19.07.2012
Veto im Uno-Sicherheitsrat
Russland und China blockieren Sanktionen gegen Syrien
New York - Die Bitten von Bundesaußenminister Guido Westerwelle waren vergebens: Russland und China haben an diesem Donnerstag erneut ein Veto gegen eine Syrien-Resolution des Weltsicherheitsrates eingelegt. Elf der 15 Mitglieder stimmten für den Entwurf, zwei enthielten sich.
Es war bereits der dritte Einspruch von Moskau und Peking - Uno-Sanktionen gegen das Regime von Diktator Baschar al-Assad sind damit weiterhin unmöglich.
Der Resolutionsentwurf war von Großbritannien, den USA, Frankreich, Deutschland und Portugal eingebracht worden. Er sah Wirtschaftssanktionen gegen Damaskus vor, wenn die syrischen Truppen binnen zehn Tagen den Einsatz schwerer Waffen gegen die Aufständischen nicht einstellen.
Es sei nicht die Zeit für strategisches Vorgehen, hatte Westerwelle vor der Abstimmung gewarnt. China und Russland kämen ihrer Verantwortung in dem mächtigsten Gremium der Vereinten Nationen nicht nach.
Die Menschen in Syrien bräuchten Hilfe, die Gewalt in dem Land müsse ein Ende haben. Nach dem jüngsten tödlichen Anschlag auf engste Mitarbeiter Assads sprach der Minister von "Erosionserscheinungen". Es sei aber zu früh, von einem Zerfall des Regimes zu sprechen, betonte er.
Russland ist ein enger Verbündeter von Assad und wirft dem Westen vor, in dem seit 16 Monaten anhaltenden Konflikt die Partei der Aufständischen zu ergreifen. Bei den Kämpfen sind etwa 16.000 Menschen ums Leben gekommen.
Die Hauptstadt Damaskus entwickelt sich zunehmend zu einer Kampfzone.

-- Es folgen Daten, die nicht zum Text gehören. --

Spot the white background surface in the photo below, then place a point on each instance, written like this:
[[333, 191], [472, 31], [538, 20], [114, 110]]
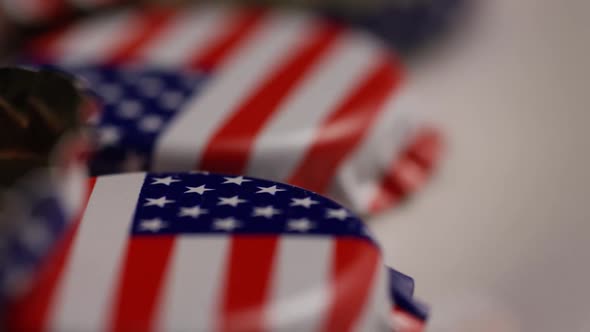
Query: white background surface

In mehreren Stadtvierteln liefern sich Rebellen und regimetreue Soldaten Gefechte, viele Einwohner fliehen.
Die Rebellen rücken offenbar immer weiter in das Zentrum vor. Die Gefechte dauerten ohne Unterbrechung an, berichteten Bewohner. Im Regierungsviertel sei mindestens ein Mensch getötet worden. Hunderte Familien seien auf der Flucht, fänden aber keinen Schutz. "Die Flüchtlinge können nirgendwo hin. In ganz Damaskus wird gekämpft", berichtete eine Bewohnerin.
Die Machthaber sind offenbar fest entschlossen, die Rebellen aus der Hauptstadt zu drängen. Ein Vertreter des Regimes sagte der Nachrichtenagentur AFP, die "extrem heftigen Gefechte" würden noch zwei Tage andauern, um Damaskus vor Beginn des islamischen Fastenmonats Ramadan "von Terroristen zu säubern". Das Regime hat in der Vergangenheit stets behauptet, der Aufstand im eigenen Land sei das Machwerk von "Terroristen".